Economists have long shown that investments in research and development, from both government and the private sector, are critical in driving innovation, productivity and growth. R&D investment is even more important today because many U.S. competitors are seeking to compete in innovation-based industries, including by expanding research funding and putting in place generous R&D tax incentives.
The United States used to lead in both areas. In the 1960s, the federal government invested more in research than all other governments and foreign businesses combined. No wonder the United States dominated the world in technological innovation. The United States also led in tax incentives for innovation, with President Reagan signing into law the world’s first R&D tax credit in 1981. As late as the Clinton Administration, the United States led the world in R&D tax generosity.
But decades of tight purse strings in Washington, coupled with ideological predilections of both sides of the aisle to have government use tax revenues for other purposes, especially tax cuts and entitlement spending, has meant that the federal government is now a laggard in supporting public and private R&D.
According to a recent study the United States ranked 19th in R&D tax generosity, behind nations such as China, India and Japan. When it comes to government support for R&D as a share of GDP, the United States ranks 9th among OECD nations.
It is wishful thinking to believe that this lack of support doesn’t matter when it comes to U.S. innovation-based competitiveness. To be sure, the United States possesses other strengths, such as robust venture capital markets, but to win in today’s fierce global competition, nations need to ensure that all parts of their innovation policy, including financial support, are world-class.
So how much more would the federal government have to invest, both in direct funding and tax expenditures to be once again be the world leader?

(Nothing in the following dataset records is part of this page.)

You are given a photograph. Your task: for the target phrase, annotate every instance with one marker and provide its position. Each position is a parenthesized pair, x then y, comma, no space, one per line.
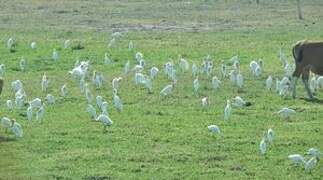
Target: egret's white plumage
(297,159)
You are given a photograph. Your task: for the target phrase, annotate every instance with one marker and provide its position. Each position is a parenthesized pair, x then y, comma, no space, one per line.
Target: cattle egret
(223,71)
(297,159)
(107,59)
(270,135)
(40,113)
(104,107)
(127,67)
(214,129)
(205,102)
(50,99)
(227,110)
(269,82)
(6,123)
(22,64)
(64,91)
(262,147)
(88,94)
(215,82)
(16,129)
(153,72)
(33,45)
(105,120)
(99,101)
(238,102)
(310,164)
(184,65)
(117,102)
(286,112)
(66,44)
(19,101)
(35,103)
(55,55)
(44,83)
(91,110)
(148,84)
(29,113)
(9,105)
(130,46)
(116,83)
(166,90)
(196,85)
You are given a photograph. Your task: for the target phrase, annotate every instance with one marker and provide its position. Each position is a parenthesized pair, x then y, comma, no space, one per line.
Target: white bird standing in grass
(227,110)
(33,45)
(107,59)
(130,46)
(44,83)
(262,146)
(270,135)
(310,164)
(205,102)
(55,55)
(239,102)
(6,123)
(16,129)
(153,72)
(269,83)
(116,83)
(90,109)
(117,101)
(297,159)
(30,113)
(66,44)
(35,103)
(105,120)
(40,113)
(99,101)
(196,85)
(286,112)
(64,91)
(9,105)
(22,64)
(50,99)
(215,82)
(166,90)
(214,129)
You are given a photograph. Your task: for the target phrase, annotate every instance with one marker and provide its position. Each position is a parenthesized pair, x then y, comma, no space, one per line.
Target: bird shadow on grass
(6,139)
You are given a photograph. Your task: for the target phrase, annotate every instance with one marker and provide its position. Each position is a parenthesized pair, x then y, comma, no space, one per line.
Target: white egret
(227,110)
(90,109)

For research funding, the top four nations (South Korea, Austria, Norway and German) invest an average of 0.89% of GDP in research. The U.S. federal government invests just 0.63%. For the United States to invest 0.89% in research, Congress would have to appropriate $50 billion more annually. To exceed the top country, South Korea, it would need $64 billion more.
For R&D tax incentives (R&D credits and “patent boxes”), the top four nations (France, Portugal, Spain and Turkey) have an average subsidy rate of 37.5% (in other words, the government provides a tax credit for 37.5% of business R&D expenditures). The U.S. rate is just 12%. The cost in terms of tax expenditures for business R&D is $9.9 billion, so for the United States to provide a subsidy rate of 37.5% would require an estimated $30.1 billion additional tax subsidy. To exceed the generosity of France’s credit (the most generous), it would need $37.1 billion more.
So, for the United States to invest as much as the top four countries for R&D both directly and indirectly, it would need to invest an additional $81 billion annually. If it wanted to be the most generous on both R&D spending and tax incentives, it would need to spend $101 billion more per year.
This may seem like a lot. But this is investment, and as such it generates economic growth, which in turn generates tax revenues. The Information Technology and Innovation Foundation (ITIF) has estimated that at least 40% of R&D spending is recovered in increased tax revenues from growth and even more if the expenditures are focused on areas of R&D with big productivity impacts, like artificial intelligence and robotics. And expanding the R&D tax credit would pay for itself after 15 years in higher federal tax revenues.
President Trump has rightly called for “making America great again.” That won’t happen unless businesses and the government invest much more in R&D. Both Congress and the Trump administration have an opportunity to once again ensure that America leads in the world in R&D support.
Robert D. Atkinson is president of the Information Technology and Innovation Foundation (ITIF), the world’s top-ranked think tank for science and technology policy.